Mehrere Jahre Gefängnis drohen

Dann dieses Testament. Die alte Dame, die schon der Vater viele Jahre betreute. Ein Vermögen weit über eine Million Euro. Erst kurz vor ihrem Tod änderte die Mandantin aus Würzburg die Regelung des Nachlasses zu Gunsten ihrer Geschwister. Der Angeklagte sei oft bei ihr gewesen, war als Testamentvollstrecker eingesetzt und konnte nach ihrem Tod so unmittelbar über die Konten verfügen. "Es ist ja durchaus üblich, dass Abschläge auf eine künftige Vergütung vorgenommen werden", versucht der Angeklagte eine Erklärung.

Mehrmals fragt ihn der Richter, ob er sich unrechtmäßig verhalten habe. "Nein, es war nicht rechtmäßig", antwortet er und lässt die Hände auf den Aktenordner vor ihm fallen. Er habe das Geld "mit der Bereitschaft, das wieder zurückzuzahlen" entnommen, folgt ein etwas hilfloser Versuch, dem Satz seine Schärfe zu nehmen. "Er hat das Geld gebraucht. Das will er nicht wahrhaben", wirft der Verteidiger erklärend ein.

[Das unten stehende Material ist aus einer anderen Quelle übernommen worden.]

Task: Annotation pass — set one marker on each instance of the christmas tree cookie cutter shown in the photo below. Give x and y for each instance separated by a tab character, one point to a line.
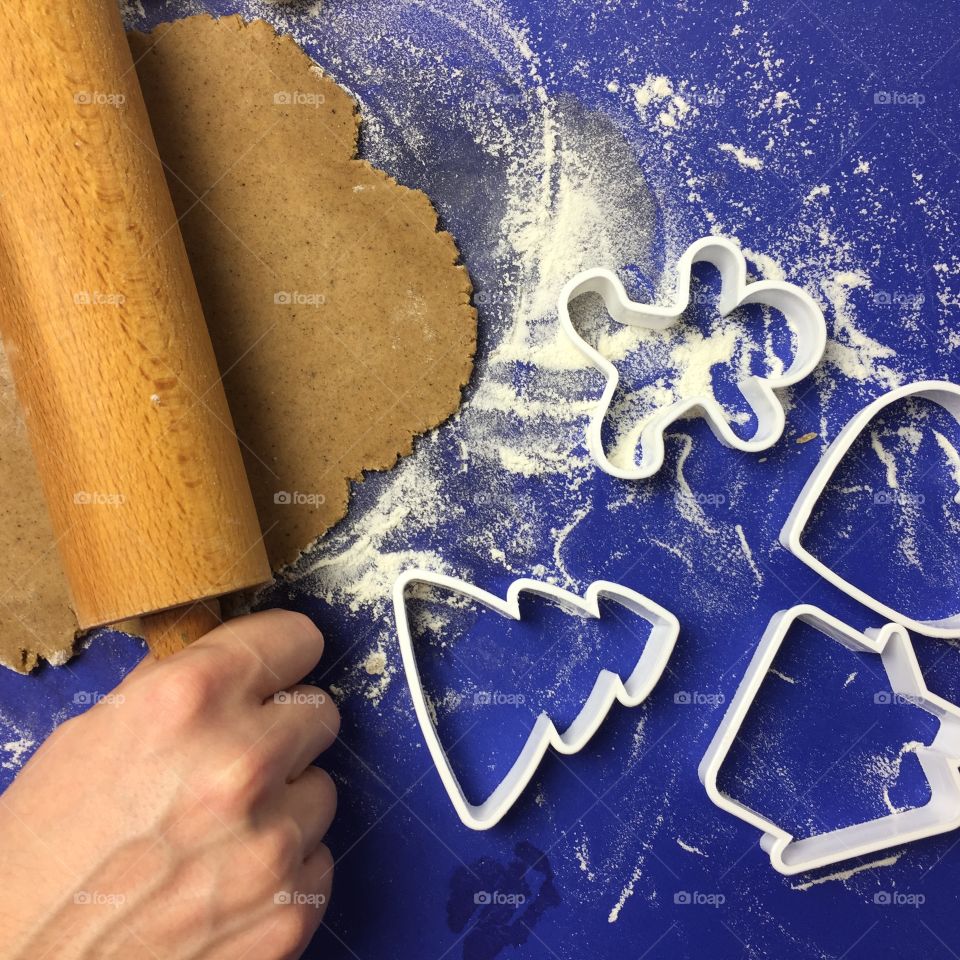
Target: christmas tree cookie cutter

Die Staatsanwaltschaft spricht von Untreue in 43 Fällen, vom Missbrauch seiner Befugnisse als Testamentvollstrecker und von einem Vermögensverlust großen Ausmaßes. "Es geht hier um eine Straferwartung von mehr als vier Jahren", stellt der Richter klar. Zudem verliere ein Steuerberater seine Zulassung, wenn er länger als ein Jahr ins Gefängnis muss. "Haben Sie diese Möglichkeit ins Auge gefasst?", fragt er den Angeklagten. "Ja, sicherlich", antwortet der Angeklagte etwas kleinlaut. Die Verhandlung zieht sich bis in den Nachmittag, akribisch werden Details der einzelnen Buchungen nachvollzogen. Auch Zeugen kommen zu Wort. Der nächste Termin ist für den 17. Juni angesetzt. Das Urteil wird am 7. Juli erwartet.